Your guess is as good as mine on that front, but I do believe the truth lies somewhere in the middle or a little of both may come true depending on how the story unfolds. That story is related to the economy, both domestically and globally. Thus, take a deep breath… exhale… and start looking for the sectors and indexes that make the most sense looking forward. There will be winners and losers as always. The best research wins. That is the reason we spend so much time on research versus scanning ourselves into oblivion for the perfect stock. Look for the developing stories that will come from this event over time.

Is this a pullback? Yes! Is this a correction? Maybe! Is this an opportunity? Absolutely! Look for the right sectors as this all unfolds. Be patient, implement a disciplined strategy and be disciplined.

Chart of the Day: The NASDAQ Composite Index


The break of support at 3160 and 3130 puts 3100 in play on the downside. You can see on the chart  above the 50 day moving average (red) and the uptrend line (yellow) off the November 15th low are the key support levels for the index. Thus, a break below the 3100 mark would be a big negative overall for the NASDAQ. The index has been a laggard compared with the other indexes since the first of the year. Thus, the downside liability is greater from my perspective. If you are looking for a short opportunity this would be the more aggressive index to short. But, until you have some clarity in that vein you have to be patient and let it develop.

Current Drivers:

Inside the Market – Low growth, plain and simple. The lack of increase in earnings, revenue and optimism from corporations is a drag on the outlook for US markets. Earnings were lack luster for the fourth quarter. The consumer is stalled along with corporate spending. Not a bright picture looking forward simply put.

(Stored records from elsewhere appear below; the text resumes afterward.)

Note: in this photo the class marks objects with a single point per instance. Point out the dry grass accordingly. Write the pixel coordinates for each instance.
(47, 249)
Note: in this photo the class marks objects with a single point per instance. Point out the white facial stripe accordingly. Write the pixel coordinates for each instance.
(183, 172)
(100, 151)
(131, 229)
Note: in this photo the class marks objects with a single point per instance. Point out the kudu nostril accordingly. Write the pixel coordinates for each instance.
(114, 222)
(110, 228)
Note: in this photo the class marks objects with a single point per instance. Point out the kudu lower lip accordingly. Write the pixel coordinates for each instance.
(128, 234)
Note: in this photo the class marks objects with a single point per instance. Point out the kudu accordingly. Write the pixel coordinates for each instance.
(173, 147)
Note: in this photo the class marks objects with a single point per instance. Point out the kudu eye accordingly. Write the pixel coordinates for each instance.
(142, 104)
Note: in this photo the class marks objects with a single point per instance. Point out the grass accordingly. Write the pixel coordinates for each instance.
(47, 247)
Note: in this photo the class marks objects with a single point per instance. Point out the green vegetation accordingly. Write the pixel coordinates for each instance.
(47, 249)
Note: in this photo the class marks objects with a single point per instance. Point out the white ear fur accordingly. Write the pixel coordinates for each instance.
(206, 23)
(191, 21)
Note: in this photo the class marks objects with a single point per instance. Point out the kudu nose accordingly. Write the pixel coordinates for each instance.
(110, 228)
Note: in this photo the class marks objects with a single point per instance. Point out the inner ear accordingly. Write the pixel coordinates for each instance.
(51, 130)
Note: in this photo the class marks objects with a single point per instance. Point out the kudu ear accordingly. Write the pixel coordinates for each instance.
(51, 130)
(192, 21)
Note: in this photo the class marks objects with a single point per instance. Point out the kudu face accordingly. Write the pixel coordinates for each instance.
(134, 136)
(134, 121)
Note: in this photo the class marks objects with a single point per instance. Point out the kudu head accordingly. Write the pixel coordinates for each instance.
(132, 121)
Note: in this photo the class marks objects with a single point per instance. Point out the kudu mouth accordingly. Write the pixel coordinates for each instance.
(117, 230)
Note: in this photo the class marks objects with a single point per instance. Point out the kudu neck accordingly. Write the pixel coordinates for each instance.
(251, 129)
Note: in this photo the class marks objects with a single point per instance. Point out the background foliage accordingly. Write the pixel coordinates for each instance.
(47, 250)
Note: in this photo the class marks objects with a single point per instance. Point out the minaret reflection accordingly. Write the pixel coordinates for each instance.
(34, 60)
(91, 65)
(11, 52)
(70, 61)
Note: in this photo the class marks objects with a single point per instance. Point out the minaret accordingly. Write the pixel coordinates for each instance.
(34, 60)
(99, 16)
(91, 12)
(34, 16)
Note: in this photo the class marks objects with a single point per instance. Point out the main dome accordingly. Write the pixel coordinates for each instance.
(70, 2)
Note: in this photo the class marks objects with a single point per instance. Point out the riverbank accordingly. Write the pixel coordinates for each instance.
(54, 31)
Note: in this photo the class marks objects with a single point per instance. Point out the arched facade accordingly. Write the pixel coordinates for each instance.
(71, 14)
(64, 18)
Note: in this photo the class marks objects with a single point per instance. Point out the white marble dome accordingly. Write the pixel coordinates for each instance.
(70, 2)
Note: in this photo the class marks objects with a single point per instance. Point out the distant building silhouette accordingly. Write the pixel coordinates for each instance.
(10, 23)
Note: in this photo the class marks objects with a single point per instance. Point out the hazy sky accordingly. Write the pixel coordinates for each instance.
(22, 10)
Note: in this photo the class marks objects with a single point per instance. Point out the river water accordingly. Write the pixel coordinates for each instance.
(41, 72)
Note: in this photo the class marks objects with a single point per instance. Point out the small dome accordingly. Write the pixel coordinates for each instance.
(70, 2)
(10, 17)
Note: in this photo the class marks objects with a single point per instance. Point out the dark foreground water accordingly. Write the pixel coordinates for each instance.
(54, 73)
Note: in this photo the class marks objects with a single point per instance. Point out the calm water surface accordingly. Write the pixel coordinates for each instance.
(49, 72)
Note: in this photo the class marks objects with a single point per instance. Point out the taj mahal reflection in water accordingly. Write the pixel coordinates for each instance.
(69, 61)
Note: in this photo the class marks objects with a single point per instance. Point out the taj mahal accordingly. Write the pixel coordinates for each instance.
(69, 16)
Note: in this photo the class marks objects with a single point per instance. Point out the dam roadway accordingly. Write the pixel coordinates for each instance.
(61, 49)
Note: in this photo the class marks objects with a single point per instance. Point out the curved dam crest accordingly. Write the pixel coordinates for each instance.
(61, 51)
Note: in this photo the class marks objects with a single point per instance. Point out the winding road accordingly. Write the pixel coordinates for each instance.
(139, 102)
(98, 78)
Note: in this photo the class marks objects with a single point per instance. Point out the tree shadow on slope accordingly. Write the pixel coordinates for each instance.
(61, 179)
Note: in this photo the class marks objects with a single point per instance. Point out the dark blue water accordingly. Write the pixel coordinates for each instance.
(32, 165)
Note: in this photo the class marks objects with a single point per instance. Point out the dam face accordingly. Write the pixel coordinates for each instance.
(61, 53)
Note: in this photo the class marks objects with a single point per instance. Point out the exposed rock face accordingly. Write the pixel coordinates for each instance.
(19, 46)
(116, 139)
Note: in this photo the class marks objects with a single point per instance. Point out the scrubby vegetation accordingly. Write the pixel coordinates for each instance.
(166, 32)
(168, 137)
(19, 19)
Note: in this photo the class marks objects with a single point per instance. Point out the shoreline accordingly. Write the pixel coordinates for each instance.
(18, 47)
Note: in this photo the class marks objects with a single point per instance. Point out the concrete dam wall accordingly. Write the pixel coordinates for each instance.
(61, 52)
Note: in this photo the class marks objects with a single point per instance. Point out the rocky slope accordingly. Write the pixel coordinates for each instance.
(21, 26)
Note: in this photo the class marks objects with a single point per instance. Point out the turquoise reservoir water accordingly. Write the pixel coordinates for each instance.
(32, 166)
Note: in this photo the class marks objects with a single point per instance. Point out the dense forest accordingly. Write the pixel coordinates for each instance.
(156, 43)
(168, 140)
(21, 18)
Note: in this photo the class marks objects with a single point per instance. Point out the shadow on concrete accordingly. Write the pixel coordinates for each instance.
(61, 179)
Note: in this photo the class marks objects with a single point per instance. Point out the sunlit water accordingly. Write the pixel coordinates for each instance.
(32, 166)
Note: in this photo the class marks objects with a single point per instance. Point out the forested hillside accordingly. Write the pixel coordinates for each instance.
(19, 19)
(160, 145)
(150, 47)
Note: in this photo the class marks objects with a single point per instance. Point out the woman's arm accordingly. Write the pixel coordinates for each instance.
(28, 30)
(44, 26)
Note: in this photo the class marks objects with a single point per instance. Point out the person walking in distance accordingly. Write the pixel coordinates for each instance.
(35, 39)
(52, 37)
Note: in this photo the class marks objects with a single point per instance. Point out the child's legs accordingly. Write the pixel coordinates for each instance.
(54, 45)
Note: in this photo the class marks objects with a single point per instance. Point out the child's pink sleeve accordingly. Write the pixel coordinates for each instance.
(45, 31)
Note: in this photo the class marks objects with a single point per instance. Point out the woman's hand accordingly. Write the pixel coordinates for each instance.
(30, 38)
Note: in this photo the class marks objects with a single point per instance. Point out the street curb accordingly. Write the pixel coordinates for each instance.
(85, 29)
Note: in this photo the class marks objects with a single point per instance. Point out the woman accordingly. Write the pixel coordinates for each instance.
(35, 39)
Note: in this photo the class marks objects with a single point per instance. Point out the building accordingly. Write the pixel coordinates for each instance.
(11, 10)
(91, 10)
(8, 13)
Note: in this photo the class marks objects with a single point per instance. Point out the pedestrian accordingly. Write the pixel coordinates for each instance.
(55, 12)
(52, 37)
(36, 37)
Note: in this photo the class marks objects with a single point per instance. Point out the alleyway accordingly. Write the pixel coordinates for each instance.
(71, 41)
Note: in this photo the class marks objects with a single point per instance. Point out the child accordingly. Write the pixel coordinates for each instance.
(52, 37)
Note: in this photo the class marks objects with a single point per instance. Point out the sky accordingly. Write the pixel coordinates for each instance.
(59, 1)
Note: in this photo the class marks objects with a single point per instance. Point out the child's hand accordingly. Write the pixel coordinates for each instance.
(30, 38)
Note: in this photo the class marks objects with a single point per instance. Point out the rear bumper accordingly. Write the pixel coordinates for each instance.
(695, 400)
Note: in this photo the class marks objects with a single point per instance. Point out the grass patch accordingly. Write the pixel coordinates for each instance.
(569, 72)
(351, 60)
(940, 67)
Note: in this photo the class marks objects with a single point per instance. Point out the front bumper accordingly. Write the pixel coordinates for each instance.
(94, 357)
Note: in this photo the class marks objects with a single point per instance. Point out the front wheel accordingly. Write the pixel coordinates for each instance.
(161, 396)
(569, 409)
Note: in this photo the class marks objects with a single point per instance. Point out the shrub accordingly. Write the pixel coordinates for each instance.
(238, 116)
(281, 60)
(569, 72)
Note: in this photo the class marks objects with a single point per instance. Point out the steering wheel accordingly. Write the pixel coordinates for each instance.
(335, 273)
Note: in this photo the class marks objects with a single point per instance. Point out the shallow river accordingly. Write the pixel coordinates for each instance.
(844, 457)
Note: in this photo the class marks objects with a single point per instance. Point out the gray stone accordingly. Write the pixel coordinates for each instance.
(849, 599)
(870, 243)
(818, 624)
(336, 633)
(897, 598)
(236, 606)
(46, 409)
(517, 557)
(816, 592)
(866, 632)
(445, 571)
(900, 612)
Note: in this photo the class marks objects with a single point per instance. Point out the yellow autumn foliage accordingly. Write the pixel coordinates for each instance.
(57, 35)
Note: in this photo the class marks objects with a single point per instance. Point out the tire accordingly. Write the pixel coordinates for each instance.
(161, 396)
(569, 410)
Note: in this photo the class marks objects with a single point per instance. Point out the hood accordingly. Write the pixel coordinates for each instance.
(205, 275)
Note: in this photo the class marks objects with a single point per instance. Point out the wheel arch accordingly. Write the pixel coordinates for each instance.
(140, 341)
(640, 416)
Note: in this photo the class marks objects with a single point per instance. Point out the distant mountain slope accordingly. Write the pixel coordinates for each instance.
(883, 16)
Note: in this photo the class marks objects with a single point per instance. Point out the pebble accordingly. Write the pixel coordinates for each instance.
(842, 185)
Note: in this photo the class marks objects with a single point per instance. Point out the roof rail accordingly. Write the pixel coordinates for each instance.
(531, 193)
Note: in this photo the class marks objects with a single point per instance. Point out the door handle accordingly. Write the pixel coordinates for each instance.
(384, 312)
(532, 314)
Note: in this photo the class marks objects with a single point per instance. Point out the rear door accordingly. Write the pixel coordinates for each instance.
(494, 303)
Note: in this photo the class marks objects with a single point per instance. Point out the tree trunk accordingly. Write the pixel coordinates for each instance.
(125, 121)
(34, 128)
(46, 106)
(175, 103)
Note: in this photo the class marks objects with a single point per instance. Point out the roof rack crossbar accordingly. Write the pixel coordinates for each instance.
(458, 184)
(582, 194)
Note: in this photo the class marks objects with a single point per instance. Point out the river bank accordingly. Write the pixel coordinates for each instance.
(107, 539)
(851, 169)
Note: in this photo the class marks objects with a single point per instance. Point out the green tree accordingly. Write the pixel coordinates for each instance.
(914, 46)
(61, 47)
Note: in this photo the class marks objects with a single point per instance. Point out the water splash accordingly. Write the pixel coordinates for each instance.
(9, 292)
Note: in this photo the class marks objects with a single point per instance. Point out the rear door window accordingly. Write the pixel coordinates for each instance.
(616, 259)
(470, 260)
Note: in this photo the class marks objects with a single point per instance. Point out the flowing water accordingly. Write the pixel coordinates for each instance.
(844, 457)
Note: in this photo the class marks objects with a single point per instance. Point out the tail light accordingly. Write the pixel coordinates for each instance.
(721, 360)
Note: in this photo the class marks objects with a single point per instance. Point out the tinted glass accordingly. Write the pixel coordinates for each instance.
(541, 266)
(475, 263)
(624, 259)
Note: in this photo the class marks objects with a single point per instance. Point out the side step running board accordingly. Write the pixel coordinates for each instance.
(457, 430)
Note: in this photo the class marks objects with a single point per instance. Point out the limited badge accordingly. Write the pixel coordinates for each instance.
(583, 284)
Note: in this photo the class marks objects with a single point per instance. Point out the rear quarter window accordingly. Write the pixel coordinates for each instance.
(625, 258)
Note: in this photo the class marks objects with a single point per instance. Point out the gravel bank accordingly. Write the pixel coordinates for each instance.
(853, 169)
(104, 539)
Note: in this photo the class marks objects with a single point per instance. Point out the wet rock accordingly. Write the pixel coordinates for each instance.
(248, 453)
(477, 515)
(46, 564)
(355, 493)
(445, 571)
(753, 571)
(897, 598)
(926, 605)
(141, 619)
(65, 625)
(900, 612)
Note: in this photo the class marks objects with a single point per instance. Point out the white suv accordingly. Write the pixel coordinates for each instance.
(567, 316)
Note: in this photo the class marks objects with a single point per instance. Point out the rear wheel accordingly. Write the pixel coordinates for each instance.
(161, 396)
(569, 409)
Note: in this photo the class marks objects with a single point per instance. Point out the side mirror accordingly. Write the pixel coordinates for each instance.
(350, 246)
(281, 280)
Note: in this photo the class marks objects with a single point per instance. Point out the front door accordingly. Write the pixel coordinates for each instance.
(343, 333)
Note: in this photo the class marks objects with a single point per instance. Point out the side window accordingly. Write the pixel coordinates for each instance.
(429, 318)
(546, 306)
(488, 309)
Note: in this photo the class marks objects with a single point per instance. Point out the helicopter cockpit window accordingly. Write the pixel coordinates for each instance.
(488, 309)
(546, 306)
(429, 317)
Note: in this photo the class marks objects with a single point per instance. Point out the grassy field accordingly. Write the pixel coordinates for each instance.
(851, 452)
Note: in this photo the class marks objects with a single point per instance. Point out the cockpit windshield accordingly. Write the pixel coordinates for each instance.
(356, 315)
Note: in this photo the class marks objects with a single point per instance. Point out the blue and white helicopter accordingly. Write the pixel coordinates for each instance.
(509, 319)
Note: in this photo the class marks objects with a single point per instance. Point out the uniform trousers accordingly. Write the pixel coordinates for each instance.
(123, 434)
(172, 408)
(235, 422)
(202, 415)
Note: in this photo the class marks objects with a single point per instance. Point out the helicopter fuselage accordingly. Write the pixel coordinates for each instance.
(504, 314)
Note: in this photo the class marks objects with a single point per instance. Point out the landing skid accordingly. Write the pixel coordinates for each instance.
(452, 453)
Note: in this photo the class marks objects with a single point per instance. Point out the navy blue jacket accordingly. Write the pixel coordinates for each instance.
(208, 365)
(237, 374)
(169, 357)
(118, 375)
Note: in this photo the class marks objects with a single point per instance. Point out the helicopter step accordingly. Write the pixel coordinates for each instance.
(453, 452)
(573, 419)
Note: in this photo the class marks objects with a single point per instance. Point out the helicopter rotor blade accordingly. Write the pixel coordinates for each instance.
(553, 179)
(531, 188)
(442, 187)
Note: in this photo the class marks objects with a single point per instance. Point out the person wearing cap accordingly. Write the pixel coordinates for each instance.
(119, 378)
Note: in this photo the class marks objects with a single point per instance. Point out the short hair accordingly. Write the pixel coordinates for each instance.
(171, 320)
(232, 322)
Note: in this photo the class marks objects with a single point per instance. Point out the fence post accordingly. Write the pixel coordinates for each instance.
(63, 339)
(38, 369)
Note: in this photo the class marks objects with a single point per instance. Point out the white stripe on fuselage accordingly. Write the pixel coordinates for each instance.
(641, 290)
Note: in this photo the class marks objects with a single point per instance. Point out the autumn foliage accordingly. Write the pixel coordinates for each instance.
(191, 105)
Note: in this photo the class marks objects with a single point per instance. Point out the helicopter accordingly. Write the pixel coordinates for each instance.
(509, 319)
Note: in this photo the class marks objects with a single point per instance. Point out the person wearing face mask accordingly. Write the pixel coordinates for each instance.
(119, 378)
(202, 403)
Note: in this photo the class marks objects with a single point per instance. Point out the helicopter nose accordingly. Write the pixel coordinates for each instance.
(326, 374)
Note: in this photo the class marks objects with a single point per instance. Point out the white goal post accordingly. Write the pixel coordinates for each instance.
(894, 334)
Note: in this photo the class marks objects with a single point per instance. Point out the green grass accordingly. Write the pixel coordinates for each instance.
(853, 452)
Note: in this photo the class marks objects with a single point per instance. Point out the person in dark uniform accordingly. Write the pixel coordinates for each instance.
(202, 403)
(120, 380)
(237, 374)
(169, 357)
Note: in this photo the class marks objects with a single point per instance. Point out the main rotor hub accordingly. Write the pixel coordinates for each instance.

Technical data leaning towards a correction or pullback had become a major distraction for investors, but with the test of nearly 3% over the last two days, maybe, just maybe, we can move forward. I am not talking about the uptrend, but putting things back on a fundamental premise of growth or no growth driving stock prices up or down.

Outside the Market – The Federal Reserve comments relative to the future of quantitative easing remain a thorn in the side of investors. Remember the market doesn’t like uncertainty looking forward and this puts plenty of doubt on what to expect. The surprise of the FOMC minutes on Tuesday will take time to digest and consider what actions if any the Fed will take at the March 20th FOMC meeting.

The other outside event building is the lack of a deal on budget cuts. In fact, Congress is still on break! This has the potential to add to the current questions being raised about the future growth of the economy.

From Our Overnight Scans:

The sellers have had an impact on the small caps (IWM), NASDAQ 100 (QQQ), S&P 500 (SPY) Basic Materials (XLB), Commodities (GSG) and Energy (XLE). This of course is looking at the major sectors of the market and determining who is leading the move lower. These are the indexes or sectors to watch as this reaction to the Fed continues to unfold.

Gold (GLD) has dropped 5.7% since breaking from the consolidation on February 11th. In reference to that it is time to look for a bounce. The inside trading day on Thursday would lead to me watch for some consolidation or a bounce and then a continuation of the downside move. Unless demand for gold shifts higher, there isn’t enough momentum from the buyers to stem the turn lower short term.

Curde (OIL) has moved down to the next level of support near the $93 level. Look for some support or the next level at $90 comes into play. The move higher in oil was on the speculation of Europe and China improving and demand rising. That may still be the case, but if the US stock markets correct oil is heading lower with them short term. A stronger dollar will play against the price of crude as well short term.

Thought of the day – The Volatility Index (VIX) jumped to the 16 level over two days of trading after hitting a low of 12.08 on Tuesday. Is investors fear a growing issue or just a reaction to the FOMC minutes catching everyone off guard? I am leaning towards the latter for now, but if the data, like that from the Philly Fed Thursday, continues to miss expectations, the combination of uncertainty and poor economic data could be enough to extend the downside short term.

The traders are back in control of direction for now. Watch to see what opportunities are created when the dust settles.